The photographs at the VMH are the starting point for this project. As the photo archive at VMH is largely made-up of images of Central Kolkata, two possible areas have been identified for research - the New Market and the Metro Cinema area. Both locations are inherently heterogeneous in character, surrounded as they are by landmark institutions, government buildings, public and private offices, markets, shops, eateries, hotels, etc, and offer the opportunity to uncover a multiplicity of experiences.
As the process of preparing and working towards the installation is complex, the timeline has been divided into three phases. The first phase will involve a thorough research of the VMH photo archives. Once the photographs have been selected, they will be layered by visual and aural narratives through a study of literary and filmic texts and songs. Storytellers will be identified who can enrich the material with their tales and personal memories.
The second phase will include fieldwork comprising photo and audio-visual documentation of various parts of the city, in order to develop the visual and aural pool. This will form the database for the videos that will be displayed during the final installation. Phase two will end with an informal gathering titled Adda One at TENT art space, which will bring people together who will share their memories of the locality, based around a chosen theme.

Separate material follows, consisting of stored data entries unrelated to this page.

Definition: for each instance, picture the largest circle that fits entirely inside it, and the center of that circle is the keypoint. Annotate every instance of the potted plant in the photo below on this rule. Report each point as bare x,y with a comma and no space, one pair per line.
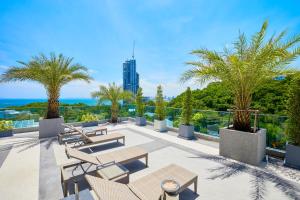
140,120
292,157
53,73
186,129
89,120
160,111
114,94
242,69
6,128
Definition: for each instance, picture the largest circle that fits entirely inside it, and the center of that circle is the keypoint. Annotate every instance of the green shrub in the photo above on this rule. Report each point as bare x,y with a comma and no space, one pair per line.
140,107
160,110
5,125
89,117
293,127
187,110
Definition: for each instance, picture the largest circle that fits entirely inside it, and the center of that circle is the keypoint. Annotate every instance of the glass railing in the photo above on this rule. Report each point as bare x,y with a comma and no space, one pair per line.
204,121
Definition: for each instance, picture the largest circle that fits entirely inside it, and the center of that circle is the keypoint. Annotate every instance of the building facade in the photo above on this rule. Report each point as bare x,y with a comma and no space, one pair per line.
130,76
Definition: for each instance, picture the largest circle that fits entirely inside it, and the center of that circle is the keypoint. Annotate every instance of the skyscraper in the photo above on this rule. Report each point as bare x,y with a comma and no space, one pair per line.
130,76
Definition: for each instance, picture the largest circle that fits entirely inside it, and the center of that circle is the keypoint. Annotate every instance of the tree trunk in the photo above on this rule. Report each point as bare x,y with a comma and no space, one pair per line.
242,115
53,107
114,113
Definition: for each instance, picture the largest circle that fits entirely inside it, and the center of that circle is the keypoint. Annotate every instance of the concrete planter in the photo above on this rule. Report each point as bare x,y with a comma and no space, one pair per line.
186,132
140,121
246,147
6,133
88,124
50,127
292,156
160,125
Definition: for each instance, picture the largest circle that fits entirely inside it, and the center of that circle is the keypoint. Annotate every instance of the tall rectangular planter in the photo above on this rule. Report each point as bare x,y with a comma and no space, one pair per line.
50,127
140,121
160,125
242,146
186,132
7,133
292,156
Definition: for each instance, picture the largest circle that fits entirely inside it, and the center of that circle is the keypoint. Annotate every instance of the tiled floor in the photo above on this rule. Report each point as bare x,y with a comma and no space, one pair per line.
30,168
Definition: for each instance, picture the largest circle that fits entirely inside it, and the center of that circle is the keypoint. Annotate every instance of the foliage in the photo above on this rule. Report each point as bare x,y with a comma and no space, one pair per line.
242,69
52,72
293,127
89,117
269,97
114,94
187,109
160,110
6,125
140,107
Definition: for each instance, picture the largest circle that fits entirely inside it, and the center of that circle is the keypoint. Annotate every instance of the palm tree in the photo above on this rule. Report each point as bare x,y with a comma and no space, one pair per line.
114,94
246,66
52,72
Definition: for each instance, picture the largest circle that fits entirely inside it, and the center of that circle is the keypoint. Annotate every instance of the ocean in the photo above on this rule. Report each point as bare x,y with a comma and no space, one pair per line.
20,102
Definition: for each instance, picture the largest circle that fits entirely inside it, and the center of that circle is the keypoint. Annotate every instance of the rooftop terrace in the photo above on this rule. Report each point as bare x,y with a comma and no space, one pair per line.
30,167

Phase three will include another gathering titled Adda Two which will be organised in an iconic cinema hall. Both Addas will be documented and some of the footage used as content for the videos. Short videos, audio-visual material, video-essay and video art will all be created during this phase. The final phase will also involve the actual planning and building of the installation. As mentioned earlier, the rhizome imagery will inform the mode of presentation and the structural design of the installation. At the moment, the framework of the on-site installation at VMH is envisaged as a maze-like structure made of bamboos and ropes that will reference the road maps of Kolkata. The aim is to build a simple navigable space that evokes the sense of a labyrinth, of a city that is centre-less, with multiple entryways and exits and with its own lines of flight. The final installation will be accompanied by lectures and talks at VMH by social scientists, urban historians, media and cultural theorists who will inspire the audience to think and imagine worlds beyond the existing frameworks.
The outcome of the project will be the exhibition and talks and lectures at the VMH. The deliverables to IFA with the final report are the documentation of the exhibition, recordings of the talks and lectures and other textual material if any.
IFA will ensure that the implementation of this project happens in a timely manner and funds expended are accounted for. IFA will also review the progress of the project at midterm and document it through an Implementation Memorandum. After the project is finished and all deliverables are submitted, IFA will put together a Final Evaluation to share with Trustees.
(*Gilles Deleuze and Felix Guattari, A thousand plateaus: Capitalism and schizophrenia. B. Massumi (Trans.). Minneapolis: University of Minnesota Press (1987).)
This project is part-supported by Goethe-Institut / Max Mueller Bhavan New Delhi.